A searched body had a problem in this year because the cake was eaten too much, even if it was sugar-free, there was still a lot of calories.
The Jingjing Chen, who was scared, directly broke the source of her cake, which really made her unhappy for a while.
Looking back on those days, I feel that this kind of life is really happy.
They are just ordinary couples. If they are not happy, they will be angry. If they do bad things, they will die.
If you are happy, you will give gifts to the other party, or pull the other party out to eat a big meal. When you rise, you will also make a variety of whimsical things.
But they are always beside each other, facing each other, petting each other and protecting each other.
In the words of Axon, my people can only bully and toss, how can others do.
I think, I understand what I really want, but it is just such a dull but warm companionship and the love that can stand the time to polish the years.
And I have already gotten it without knowing it, and I will not be tempted by such a sincere feeling.
The cherry tree fell into the English, and the afterglow of the evening sprinkled through the shadows of the trees, dyed a golden but soft halo, and the people who saw it were quiet.

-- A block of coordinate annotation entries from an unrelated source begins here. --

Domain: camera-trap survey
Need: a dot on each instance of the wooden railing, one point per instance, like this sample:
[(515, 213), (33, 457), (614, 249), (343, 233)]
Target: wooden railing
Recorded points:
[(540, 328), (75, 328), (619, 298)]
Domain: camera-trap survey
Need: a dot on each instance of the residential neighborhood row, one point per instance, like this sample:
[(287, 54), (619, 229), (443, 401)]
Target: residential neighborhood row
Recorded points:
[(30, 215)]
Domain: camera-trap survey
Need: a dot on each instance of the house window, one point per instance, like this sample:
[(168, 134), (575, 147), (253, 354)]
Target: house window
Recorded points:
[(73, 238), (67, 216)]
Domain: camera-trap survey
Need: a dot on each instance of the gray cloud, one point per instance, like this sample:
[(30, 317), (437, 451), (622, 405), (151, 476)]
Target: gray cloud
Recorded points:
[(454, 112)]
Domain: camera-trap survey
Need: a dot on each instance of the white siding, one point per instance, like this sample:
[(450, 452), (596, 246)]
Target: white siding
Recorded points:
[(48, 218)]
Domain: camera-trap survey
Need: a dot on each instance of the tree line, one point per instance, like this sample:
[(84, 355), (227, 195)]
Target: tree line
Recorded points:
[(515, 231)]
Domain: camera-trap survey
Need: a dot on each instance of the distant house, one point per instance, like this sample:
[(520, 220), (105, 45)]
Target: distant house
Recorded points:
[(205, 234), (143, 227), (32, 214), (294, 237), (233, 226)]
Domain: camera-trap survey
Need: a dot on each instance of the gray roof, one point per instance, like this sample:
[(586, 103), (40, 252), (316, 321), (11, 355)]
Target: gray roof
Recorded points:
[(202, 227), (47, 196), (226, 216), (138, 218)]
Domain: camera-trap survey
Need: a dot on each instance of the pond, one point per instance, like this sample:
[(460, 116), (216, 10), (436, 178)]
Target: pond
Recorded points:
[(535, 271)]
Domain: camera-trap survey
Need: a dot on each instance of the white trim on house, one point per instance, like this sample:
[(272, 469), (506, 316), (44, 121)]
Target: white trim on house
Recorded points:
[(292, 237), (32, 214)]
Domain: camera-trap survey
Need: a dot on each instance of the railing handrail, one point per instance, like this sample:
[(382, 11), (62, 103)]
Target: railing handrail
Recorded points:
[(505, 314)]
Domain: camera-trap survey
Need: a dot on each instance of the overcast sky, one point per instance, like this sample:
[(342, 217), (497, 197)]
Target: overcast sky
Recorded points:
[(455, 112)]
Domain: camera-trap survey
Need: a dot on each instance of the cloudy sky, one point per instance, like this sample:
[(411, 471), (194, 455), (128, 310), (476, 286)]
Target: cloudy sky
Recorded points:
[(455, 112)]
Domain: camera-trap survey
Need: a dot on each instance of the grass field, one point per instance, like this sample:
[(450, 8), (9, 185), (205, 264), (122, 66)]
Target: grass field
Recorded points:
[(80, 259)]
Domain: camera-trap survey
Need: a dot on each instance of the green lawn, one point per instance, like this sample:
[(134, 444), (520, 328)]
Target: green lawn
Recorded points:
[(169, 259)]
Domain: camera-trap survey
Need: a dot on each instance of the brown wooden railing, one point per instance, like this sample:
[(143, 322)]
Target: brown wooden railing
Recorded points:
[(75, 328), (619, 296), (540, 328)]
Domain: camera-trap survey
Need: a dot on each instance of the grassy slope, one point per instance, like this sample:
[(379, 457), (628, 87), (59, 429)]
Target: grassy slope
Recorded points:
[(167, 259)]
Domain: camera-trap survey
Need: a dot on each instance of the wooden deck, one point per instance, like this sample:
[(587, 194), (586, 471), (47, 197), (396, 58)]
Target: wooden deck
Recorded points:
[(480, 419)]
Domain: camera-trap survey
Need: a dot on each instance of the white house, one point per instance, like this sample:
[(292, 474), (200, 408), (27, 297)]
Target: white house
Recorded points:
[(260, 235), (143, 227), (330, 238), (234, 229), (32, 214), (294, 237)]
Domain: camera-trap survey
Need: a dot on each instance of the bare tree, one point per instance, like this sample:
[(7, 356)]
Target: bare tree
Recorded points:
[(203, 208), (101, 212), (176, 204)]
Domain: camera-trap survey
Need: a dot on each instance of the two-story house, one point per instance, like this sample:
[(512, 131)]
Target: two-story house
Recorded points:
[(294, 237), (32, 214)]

The girl sitting under the cherry tree and closing her eyes, like a sleeping white girl, added a touch of color to this picturesque landscape.
I walked in quietly, and the clean eyes of the eyes slid open, and we all smiled at the intersection.
I said, "Little, I haven't seen you for a long time." Everyone called her, but I think it's better, I am a little one.
She said: "Schoolmaster, I have been waiting for you, waiting to tell you, in fact, the taste of secret love is sweet."
They all said that I was bitter and humble, but I don't believe it. It turns out that my secret love is the sweetest honey.